What part of the experience was most impactful to you?
When we were in Soweto, Johannesburg, I saw corrugated little metal “matchbox” houses. Most of those houses had no running water or electricity, and there would be six to ten people living in such a small space. I couldn’t believe the living conditions.
How will this experience change how you approach your life or work?
Learning about the history of apartheid before I traveled to South Africa was eye-opening. I am still in disbelief that apartheid took place during my lifetime. Once I was in South Africa and we visited the Constitutional Court, Mandela’s House, Hector Pieterson Square, the Apartheid Museum, and District Six Museum, I experienced at a deeper level how the people in South Africa were discriminated against just because of the color of their skin.

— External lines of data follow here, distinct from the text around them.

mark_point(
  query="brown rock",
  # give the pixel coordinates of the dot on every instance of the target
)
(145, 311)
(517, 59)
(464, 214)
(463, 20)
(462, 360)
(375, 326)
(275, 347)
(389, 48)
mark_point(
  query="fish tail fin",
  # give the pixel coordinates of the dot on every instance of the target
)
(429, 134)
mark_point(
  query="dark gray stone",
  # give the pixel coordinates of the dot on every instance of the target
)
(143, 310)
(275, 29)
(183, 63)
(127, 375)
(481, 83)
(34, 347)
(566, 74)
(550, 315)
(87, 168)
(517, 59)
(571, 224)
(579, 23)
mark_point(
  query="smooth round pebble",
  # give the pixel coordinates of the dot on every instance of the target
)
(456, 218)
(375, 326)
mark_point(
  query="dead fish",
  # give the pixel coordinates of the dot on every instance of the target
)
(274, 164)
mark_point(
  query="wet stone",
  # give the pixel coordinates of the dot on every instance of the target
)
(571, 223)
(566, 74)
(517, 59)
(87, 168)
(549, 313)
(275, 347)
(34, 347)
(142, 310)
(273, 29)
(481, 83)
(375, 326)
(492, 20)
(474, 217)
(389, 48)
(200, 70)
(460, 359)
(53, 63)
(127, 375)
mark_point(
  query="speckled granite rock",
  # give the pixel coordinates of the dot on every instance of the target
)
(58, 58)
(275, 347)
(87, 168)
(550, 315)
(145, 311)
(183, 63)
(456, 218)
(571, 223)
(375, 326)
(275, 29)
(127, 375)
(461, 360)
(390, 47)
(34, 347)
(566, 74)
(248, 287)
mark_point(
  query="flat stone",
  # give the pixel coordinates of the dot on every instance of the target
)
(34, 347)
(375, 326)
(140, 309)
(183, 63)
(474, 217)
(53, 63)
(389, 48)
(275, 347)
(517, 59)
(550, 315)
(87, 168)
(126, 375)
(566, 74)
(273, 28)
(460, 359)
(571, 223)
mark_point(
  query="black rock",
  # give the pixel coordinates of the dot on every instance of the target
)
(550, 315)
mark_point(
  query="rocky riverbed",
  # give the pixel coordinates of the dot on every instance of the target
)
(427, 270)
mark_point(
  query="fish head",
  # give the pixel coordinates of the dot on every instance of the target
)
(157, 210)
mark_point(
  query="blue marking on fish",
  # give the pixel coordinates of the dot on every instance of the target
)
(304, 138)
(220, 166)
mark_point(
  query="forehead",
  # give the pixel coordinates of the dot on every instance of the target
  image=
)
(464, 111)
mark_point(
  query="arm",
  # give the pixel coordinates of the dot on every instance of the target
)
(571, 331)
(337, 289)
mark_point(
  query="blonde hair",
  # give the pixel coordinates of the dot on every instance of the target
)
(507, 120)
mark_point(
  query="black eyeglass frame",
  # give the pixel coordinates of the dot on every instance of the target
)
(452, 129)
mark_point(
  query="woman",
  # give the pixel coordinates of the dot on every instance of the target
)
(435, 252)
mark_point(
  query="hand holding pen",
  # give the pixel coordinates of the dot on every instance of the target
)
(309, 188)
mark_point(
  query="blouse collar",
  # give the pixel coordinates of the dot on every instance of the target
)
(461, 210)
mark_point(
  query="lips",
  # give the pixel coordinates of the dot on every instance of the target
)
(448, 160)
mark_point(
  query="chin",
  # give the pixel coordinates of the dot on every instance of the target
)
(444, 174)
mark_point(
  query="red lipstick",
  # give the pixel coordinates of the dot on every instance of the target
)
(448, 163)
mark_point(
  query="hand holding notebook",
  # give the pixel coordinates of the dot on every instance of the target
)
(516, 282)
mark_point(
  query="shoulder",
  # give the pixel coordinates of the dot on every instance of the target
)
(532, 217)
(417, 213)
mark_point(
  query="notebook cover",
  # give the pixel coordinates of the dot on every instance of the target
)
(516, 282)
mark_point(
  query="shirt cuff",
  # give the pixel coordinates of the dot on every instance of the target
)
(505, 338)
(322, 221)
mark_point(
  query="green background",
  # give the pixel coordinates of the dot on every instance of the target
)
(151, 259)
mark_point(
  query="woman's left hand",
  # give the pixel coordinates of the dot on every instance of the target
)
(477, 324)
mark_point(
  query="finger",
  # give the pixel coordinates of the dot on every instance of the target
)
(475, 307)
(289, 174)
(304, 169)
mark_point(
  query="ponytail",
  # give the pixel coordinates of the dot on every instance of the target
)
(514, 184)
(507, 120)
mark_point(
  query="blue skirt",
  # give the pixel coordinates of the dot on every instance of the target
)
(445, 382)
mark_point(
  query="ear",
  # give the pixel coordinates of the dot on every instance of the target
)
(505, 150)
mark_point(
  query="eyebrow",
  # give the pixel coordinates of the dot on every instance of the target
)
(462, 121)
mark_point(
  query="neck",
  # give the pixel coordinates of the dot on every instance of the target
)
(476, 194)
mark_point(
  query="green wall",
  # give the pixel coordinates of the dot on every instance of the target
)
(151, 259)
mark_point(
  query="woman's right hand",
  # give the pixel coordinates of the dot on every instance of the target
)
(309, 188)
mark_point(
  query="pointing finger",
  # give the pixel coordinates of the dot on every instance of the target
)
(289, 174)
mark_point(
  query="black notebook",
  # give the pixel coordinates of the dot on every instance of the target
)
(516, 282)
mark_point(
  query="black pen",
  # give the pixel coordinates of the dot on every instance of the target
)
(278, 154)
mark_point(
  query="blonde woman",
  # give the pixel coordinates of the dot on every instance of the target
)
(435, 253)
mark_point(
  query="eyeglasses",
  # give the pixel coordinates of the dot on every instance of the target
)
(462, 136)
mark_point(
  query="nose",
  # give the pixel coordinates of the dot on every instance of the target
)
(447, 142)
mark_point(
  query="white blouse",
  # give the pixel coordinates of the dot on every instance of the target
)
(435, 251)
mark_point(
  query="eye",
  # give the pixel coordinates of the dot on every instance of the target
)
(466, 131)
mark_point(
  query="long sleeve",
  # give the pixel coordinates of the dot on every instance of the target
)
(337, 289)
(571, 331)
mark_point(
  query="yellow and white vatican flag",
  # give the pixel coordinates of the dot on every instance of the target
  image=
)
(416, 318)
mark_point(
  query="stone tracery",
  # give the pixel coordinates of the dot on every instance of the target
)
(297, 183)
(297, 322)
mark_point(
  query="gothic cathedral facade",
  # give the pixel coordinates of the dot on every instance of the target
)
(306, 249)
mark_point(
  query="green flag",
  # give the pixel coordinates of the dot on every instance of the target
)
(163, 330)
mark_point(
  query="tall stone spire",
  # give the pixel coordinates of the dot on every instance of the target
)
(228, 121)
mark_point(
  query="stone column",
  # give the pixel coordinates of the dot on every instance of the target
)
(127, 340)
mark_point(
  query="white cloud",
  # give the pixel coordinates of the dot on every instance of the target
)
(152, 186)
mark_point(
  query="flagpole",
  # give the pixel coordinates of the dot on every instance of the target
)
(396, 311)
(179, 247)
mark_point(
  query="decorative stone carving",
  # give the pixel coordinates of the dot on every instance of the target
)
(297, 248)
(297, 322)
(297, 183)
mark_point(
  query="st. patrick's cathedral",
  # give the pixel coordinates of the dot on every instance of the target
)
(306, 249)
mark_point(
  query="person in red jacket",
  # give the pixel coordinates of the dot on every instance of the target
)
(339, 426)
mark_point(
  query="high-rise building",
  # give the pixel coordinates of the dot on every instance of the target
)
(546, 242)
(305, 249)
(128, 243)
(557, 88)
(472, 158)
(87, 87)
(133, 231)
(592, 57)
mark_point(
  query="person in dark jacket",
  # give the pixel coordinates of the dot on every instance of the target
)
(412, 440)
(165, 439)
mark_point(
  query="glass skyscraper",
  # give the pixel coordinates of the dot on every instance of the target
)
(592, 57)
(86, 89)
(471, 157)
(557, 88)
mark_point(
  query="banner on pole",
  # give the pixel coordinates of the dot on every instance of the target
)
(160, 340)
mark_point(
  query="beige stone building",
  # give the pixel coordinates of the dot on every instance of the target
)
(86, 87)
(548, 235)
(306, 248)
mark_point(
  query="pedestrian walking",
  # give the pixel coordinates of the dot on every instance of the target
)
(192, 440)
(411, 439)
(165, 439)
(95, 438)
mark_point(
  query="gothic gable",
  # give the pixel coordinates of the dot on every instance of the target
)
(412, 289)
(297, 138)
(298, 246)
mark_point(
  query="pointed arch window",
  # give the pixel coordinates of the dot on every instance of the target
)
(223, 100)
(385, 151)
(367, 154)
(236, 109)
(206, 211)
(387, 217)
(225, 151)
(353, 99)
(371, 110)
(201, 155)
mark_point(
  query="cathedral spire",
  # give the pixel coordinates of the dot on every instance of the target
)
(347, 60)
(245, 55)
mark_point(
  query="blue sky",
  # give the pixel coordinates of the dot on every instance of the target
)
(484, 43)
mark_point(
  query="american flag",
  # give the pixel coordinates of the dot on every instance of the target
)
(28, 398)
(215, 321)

Traveling to South Africa has changed my view on what is happening globally—not just where I live. The opportunities that were given to me throughout this trip helped me get out of my comfort zone. Being a white woman and of European descent helped me realize that I can be an ally for others when it comes to social justice globally. I have the strength, hope, and dream that I can continue to make changes for myself and others.
Why do you think experiences like this are important?
Learning from a book versus experiencing history offers entirely different perspectives on how to look and analyze life. I no longer look at things that I do not have; instead, I am thankful for what I do have, and that is good enough.
The growth I experienced on this trip led to the most significant transformation I have made within myself, ever. Through this self-transformation, I was given a new perspective on life. I have gone to 11 other countries, but I left a piece of me in South Africa.